Are you brave enough to do the wrong thing?

Theodore Roosevelt, the 26th President of the United States, is consistently ranked as one of the greatest U.S. Presidents.  In fact, he’s held in such high regard that his face is carved into Mount Rushmore in South Dakota alongside three other great presidents.

However, did you know that he had a pretty incredible number of setbacks?

  • He suffered from asthma as a child
  • Roosevelt’s first wife died two days after giving birth…and his mother died the same day in the same house
  • After those dual tragedies, he became a cattle rancher in the Dakotas…and blizzards destroyed his herd
  • He won his first election (New York State Assembly) and lost his second (New York City Mayor)

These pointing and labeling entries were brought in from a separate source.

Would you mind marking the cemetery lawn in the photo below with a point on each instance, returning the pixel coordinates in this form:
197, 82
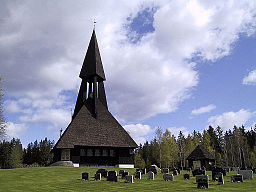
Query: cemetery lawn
69, 179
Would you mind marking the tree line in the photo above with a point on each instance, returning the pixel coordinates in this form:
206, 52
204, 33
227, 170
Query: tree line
166, 150
12, 155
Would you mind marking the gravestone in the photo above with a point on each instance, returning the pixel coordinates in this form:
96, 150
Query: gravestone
227, 169
247, 174
103, 172
143, 171
129, 179
186, 176
198, 172
220, 179
112, 176
202, 181
216, 171
165, 170
86, 176
242, 159
175, 172
137, 175
168, 177
124, 174
97, 176
151, 175
121, 172
237, 178
153, 168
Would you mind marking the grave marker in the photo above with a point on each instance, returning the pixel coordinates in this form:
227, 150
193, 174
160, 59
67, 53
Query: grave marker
129, 179
86, 176
151, 175
168, 177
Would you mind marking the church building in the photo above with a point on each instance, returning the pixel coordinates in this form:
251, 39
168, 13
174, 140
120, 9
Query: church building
94, 136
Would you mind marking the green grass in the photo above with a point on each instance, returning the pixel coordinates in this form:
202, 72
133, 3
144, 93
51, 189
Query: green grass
69, 179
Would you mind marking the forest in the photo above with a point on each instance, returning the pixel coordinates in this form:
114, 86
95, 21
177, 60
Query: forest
166, 150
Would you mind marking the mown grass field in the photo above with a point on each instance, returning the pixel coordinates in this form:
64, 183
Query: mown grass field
69, 179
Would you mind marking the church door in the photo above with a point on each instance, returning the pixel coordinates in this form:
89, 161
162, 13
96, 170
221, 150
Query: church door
65, 155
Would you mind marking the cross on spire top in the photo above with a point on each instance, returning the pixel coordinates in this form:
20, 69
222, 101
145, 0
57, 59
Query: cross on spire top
94, 23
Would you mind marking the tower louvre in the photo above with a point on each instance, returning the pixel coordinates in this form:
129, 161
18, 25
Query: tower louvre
94, 136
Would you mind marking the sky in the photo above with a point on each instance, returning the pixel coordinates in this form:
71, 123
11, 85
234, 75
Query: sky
182, 64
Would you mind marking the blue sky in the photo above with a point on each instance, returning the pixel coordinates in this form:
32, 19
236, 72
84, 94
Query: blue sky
181, 65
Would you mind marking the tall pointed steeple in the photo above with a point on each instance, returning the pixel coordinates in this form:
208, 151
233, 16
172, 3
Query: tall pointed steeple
92, 75
92, 62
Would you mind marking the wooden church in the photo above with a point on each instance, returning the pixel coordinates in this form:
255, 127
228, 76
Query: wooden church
94, 136
200, 158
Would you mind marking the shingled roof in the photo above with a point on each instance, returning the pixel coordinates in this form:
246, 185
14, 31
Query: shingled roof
85, 130
200, 153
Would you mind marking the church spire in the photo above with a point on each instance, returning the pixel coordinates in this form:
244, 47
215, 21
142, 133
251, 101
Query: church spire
92, 62
92, 75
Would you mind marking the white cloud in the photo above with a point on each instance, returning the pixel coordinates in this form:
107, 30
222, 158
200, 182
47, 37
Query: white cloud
201, 110
176, 131
227, 120
14, 130
42, 46
138, 132
250, 79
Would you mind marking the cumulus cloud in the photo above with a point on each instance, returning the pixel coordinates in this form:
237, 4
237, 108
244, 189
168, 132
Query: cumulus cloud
250, 79
15, 130
138, 132
176, 131
201, 110
227, 120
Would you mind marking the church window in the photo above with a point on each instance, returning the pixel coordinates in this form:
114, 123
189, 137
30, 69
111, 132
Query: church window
97, 152
105, 152
82, 152
112, 153
89, 152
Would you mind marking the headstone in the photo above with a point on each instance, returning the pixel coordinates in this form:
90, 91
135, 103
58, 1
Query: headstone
198, 172
175, 172
137, 175
121, 172
153, 168
237, 178
143, 171
165, 170
104, 172
186, 176
112, 176
168, 177
129, 178
86, 176
202, 181
242, 160
124, 174
247, 174
220, 179
151, 175
97, 176
216, 171
227, 169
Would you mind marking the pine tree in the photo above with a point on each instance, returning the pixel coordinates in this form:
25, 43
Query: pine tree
2, 121
139, 161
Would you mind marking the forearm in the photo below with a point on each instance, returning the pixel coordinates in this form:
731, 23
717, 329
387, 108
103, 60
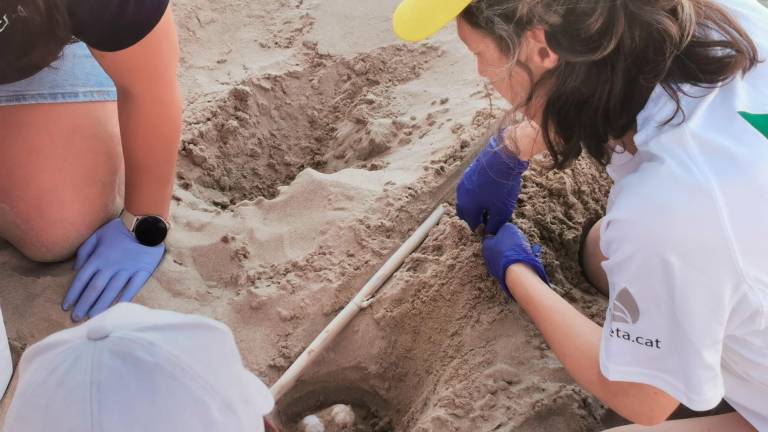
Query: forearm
575, 340
150, 125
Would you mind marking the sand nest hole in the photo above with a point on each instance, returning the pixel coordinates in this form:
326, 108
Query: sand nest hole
333, 114
337, 402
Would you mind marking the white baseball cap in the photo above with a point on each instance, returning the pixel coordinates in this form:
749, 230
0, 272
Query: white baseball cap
134, 369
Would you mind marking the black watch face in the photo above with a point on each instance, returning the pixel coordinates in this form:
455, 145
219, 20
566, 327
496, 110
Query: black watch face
150, 231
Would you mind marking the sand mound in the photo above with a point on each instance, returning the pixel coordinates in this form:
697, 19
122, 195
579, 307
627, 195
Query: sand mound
311, 151
331, 115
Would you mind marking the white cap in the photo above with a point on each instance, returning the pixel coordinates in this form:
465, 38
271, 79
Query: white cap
134, 369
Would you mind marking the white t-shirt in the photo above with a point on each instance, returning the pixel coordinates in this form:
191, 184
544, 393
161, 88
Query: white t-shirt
686, 236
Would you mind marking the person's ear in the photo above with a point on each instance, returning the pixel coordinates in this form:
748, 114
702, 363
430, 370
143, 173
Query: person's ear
540, 55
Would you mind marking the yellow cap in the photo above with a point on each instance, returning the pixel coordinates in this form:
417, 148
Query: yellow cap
415, 20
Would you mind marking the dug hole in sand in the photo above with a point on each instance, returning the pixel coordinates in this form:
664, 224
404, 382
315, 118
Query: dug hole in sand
314, 144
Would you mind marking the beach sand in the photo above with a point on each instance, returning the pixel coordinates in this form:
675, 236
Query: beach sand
314, 143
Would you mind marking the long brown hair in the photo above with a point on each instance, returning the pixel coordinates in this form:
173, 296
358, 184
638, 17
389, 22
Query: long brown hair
33, 36
612, 55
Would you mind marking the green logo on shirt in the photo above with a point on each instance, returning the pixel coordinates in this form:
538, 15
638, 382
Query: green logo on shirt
758, 121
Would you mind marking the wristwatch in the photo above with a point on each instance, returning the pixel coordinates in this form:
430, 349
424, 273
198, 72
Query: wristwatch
148, 230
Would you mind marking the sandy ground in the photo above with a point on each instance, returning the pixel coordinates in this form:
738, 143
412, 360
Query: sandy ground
314, 144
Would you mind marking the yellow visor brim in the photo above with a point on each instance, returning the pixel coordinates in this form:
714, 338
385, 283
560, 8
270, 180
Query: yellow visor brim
415, 20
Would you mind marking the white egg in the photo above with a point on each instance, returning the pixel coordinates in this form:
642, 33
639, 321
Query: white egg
343, 415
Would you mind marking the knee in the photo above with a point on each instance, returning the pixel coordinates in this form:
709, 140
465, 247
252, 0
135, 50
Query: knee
54, 235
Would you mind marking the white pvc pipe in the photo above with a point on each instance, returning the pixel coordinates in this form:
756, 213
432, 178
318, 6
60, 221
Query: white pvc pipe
359, 302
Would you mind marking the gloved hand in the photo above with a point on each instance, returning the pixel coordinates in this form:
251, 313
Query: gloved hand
490, 187
111, 265
510, 246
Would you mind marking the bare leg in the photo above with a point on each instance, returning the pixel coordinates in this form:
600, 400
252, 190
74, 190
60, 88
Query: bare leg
592, 259
61, 171
731, 422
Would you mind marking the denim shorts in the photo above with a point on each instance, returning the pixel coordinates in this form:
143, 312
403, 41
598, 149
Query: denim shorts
74, 77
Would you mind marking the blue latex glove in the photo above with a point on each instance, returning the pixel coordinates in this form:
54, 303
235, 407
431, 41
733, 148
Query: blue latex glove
510, 246
489, 187
111, 266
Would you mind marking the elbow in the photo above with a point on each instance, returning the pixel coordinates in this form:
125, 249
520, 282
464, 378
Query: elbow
650, 419
652, 416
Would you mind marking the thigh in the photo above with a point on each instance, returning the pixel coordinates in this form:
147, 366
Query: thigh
60, 175
592, 259
731, 422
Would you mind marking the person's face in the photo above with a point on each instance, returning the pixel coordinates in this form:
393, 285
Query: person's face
512, 81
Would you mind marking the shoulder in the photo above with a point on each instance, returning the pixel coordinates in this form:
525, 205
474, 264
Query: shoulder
113, 25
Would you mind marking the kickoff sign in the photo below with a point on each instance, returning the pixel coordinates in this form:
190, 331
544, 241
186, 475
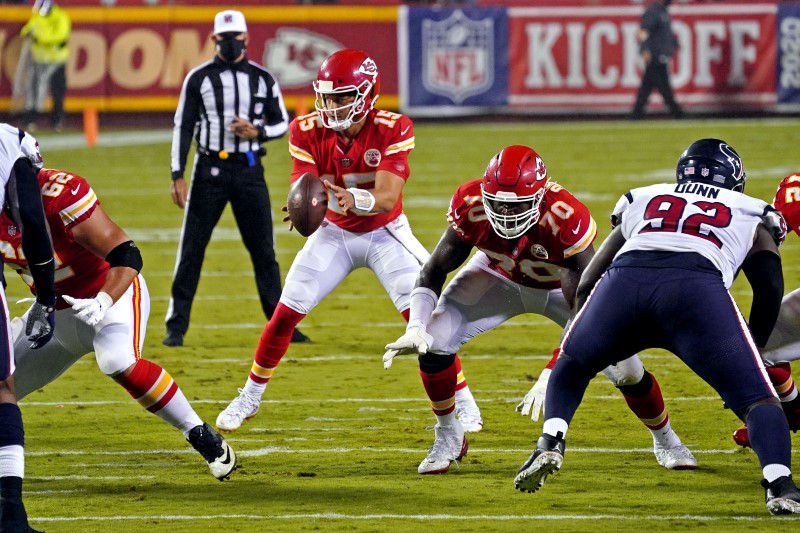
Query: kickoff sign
572, 59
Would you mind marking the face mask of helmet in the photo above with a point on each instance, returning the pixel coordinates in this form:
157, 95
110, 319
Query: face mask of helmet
510, 215
340, 117
230, 49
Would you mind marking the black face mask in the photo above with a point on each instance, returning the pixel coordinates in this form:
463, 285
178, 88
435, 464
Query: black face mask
230, 49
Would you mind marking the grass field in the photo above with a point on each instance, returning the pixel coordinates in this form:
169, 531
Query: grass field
338, 439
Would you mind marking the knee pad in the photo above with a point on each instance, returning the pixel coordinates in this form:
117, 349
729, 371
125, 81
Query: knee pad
627, 372
765, 401
113, 364
433, 363
402, 287
640, 389
11, 431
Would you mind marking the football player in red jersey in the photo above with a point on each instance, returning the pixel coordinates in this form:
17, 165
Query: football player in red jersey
533, 238
102, 306
362, 155
784, 342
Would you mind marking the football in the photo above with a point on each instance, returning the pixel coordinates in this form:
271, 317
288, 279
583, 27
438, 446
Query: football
307, 204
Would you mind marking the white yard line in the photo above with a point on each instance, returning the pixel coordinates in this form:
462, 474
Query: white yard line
413, 517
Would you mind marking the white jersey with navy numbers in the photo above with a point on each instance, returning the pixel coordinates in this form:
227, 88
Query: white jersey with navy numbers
15, 144
717, 223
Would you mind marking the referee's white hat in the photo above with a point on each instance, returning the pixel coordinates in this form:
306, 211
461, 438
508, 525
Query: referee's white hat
229, 21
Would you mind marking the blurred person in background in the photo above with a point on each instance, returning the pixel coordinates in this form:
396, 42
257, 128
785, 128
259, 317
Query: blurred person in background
657, 45
231, 106
20, 196
361, 153
48, 32
102, 306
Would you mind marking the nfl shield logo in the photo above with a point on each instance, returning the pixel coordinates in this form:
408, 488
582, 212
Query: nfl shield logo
458, 56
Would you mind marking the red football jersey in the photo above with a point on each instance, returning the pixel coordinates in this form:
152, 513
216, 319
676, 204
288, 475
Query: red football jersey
68, 200
787, 201
382, 144
534, 259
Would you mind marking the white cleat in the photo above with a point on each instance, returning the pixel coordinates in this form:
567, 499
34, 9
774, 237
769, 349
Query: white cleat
470, 417
782, 496
448, 446
220, 457
676, 458
546, 459
541, 464
243, 407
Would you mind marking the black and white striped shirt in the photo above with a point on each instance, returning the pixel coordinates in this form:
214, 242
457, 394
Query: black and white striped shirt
212, 95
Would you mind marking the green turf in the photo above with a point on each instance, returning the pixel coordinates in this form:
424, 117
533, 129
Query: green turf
338, 439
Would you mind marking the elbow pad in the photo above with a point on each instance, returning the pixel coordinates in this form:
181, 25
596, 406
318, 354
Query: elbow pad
127, 255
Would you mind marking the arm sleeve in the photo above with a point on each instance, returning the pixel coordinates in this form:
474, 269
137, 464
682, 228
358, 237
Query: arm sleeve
763, 271
186, 117
25, 200
276, 118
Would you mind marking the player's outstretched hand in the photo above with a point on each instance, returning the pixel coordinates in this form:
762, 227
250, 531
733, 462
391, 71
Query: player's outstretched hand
533, 402
41, 323
414, 341
91, 310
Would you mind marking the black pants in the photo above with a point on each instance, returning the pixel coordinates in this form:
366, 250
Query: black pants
57, 86
214, 184
656, 75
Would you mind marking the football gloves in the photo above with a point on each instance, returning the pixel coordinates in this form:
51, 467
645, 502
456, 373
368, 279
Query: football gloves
40, 326
90, 310
533, 402
415, 340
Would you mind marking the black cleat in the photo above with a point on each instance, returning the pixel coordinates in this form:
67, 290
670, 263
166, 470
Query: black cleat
782, 496
546, 459
298, 337
173, 338
14, 519
220, 457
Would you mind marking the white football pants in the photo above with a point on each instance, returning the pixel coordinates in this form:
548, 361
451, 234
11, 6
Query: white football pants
479, 299
331, 253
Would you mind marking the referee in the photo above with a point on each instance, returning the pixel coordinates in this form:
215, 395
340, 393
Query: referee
657, 45
230, 105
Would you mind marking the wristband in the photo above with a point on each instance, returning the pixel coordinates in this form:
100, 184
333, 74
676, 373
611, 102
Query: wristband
105, 299
552, 362
364, 199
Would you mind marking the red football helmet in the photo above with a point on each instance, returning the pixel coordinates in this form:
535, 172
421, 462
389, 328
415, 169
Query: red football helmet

His exploits became legendary after these potentially devastating losses.  He became the equivalent of Secretary of the Navy, formed the famous Rough Riders, served as Governor of New York, U.S. Vice President, and U.S. President.  While President, he ordered construction of the Panama Canal AND won the Nobel Peace Prize.

Theodore Roosevelt

Roosevelt was able to have a good laugh, even after some significant setbacks

How did Roosevelt progress from the early setbacks in his life?  I found this quote that really challenges me:

In any moment of decision, the best thing you can do is the right thing, the next best thing is the wrong thing, and the worst thing you can do is nothing. – Theodore Roosevelt

Today, I’m striving to do SOMETHING…and I hope you will too!